We resolve Kenyon's problem in this paper. We discuss in Section 5 a number of further conjectures and open problems.

Answer 2

arXiv:2208.05076

UPD. Now published: "Moduli spaces of polygons and deformations of polyhedra with boundary" https://link.springer.com/article/10.1007/s10711-023-00834-7

Another solution, along the lines of Ian Agol's comment.

We consider the natural map $\delta$ from the moduli space $P$ of polygonal surfaces of given combinatorial type with boundary (up to ambient isometries) with fixed metric $\rho$ to the Kapovich-Millson-Klyachko-.. space $L$ of polygons in $\mathbb R^3$. It turns out that indeed $\delta(P)$ is an isotropic subset of $L$ (it is generally a semi-alebraic subset containing an open dense isotropic manifold). In particular, the image of $\delta$ has measure $0$ in $L$. But there are only countably many polygonal surfaces whose faces are equilateral triangles of edge length 1. Thus the set of all spannable polygonal paths is a countable union of sets of measure $0$ in $L$.
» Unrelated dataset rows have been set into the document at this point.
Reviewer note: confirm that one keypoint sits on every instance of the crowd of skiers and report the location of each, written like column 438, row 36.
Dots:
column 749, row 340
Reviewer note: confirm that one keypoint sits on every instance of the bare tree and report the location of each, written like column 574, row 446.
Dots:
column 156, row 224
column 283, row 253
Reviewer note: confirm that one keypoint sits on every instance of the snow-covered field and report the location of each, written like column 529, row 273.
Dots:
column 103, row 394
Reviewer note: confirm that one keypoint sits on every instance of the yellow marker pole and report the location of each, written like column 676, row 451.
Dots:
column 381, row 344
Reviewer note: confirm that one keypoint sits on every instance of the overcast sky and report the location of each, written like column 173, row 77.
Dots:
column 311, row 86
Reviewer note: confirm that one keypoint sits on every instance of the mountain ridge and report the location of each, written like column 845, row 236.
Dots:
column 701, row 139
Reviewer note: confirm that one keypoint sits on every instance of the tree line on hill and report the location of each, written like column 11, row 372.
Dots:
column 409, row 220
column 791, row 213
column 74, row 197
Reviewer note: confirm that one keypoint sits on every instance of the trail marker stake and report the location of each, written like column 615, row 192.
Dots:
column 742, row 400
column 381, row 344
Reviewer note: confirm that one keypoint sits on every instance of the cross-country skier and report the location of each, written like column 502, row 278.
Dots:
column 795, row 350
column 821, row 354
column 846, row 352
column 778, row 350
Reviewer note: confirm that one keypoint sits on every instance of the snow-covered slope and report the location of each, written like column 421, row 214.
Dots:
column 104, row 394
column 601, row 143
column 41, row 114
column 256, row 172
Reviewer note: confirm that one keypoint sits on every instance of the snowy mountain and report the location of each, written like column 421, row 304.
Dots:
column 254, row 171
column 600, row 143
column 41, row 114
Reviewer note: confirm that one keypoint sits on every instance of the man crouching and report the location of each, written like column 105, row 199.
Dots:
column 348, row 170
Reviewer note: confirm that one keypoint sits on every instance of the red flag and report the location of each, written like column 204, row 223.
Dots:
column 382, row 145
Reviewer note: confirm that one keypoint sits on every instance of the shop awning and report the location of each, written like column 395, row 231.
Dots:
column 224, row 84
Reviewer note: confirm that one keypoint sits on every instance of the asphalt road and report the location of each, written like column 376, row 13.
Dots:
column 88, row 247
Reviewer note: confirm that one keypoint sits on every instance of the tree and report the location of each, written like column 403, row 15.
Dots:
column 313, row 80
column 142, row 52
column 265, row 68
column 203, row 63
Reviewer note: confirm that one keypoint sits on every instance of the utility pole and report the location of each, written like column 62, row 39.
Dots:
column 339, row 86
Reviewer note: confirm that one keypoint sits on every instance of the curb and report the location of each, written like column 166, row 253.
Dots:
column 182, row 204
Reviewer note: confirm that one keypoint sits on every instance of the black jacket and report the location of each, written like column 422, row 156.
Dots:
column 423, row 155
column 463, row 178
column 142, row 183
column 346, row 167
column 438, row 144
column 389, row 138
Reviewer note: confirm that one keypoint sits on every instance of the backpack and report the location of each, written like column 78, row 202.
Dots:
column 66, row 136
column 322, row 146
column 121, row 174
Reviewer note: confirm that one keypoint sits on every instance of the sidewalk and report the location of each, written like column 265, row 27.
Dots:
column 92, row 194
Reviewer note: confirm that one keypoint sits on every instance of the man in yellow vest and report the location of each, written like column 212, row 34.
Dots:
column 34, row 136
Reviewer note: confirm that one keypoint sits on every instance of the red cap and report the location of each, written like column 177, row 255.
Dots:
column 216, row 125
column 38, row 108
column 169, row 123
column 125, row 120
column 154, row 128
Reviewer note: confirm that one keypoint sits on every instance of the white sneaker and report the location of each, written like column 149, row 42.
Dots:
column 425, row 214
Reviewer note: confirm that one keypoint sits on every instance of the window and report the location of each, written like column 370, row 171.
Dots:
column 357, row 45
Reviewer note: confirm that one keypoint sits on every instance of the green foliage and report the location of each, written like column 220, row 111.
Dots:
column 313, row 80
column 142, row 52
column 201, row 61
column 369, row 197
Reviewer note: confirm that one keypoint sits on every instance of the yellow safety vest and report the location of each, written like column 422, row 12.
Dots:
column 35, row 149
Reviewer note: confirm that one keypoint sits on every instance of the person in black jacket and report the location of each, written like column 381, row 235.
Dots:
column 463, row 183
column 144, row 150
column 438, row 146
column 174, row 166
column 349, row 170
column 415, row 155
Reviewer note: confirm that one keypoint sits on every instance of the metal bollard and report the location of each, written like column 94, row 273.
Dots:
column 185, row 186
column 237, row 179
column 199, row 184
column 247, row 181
N.B. This answers the question only for orientable surfaces, thus we solve a weaker problem (on the other hand we don't require a surface to be immersed). It is likely that for a non-orientable surface the isotropic property of $\delta$ doesn't hold (see Remark 4.4 and Conjecture 4.5 in our paper) and the argument doesn't work out.

Answer 3

(It is intended as an extended comment and thinking out loud rather than an answer)

That seems that the case when $p$ is a quadrilateral is exactly the bottleneck, the general case will hopefully follow from it by an induction argument.

Without loss of generality we can prove the statement for paths of even length (glue a triangle to any edge of an odd-length path and span the resulting even-length path).

Definition: The waist $w(p)$ of a closed polygonal path $p$ of lenght $l$ is the shortest line segment connecting two vertices of $p$ that separate $p$ into pieces of equal lenght ($=\frac{l}{2}$)

Statement: $|w(p)|\le C\cdot l$, where $C$ is the ratio of the diameter of the regular polygon with $l$ edges of length 1 to its perimeter $l$.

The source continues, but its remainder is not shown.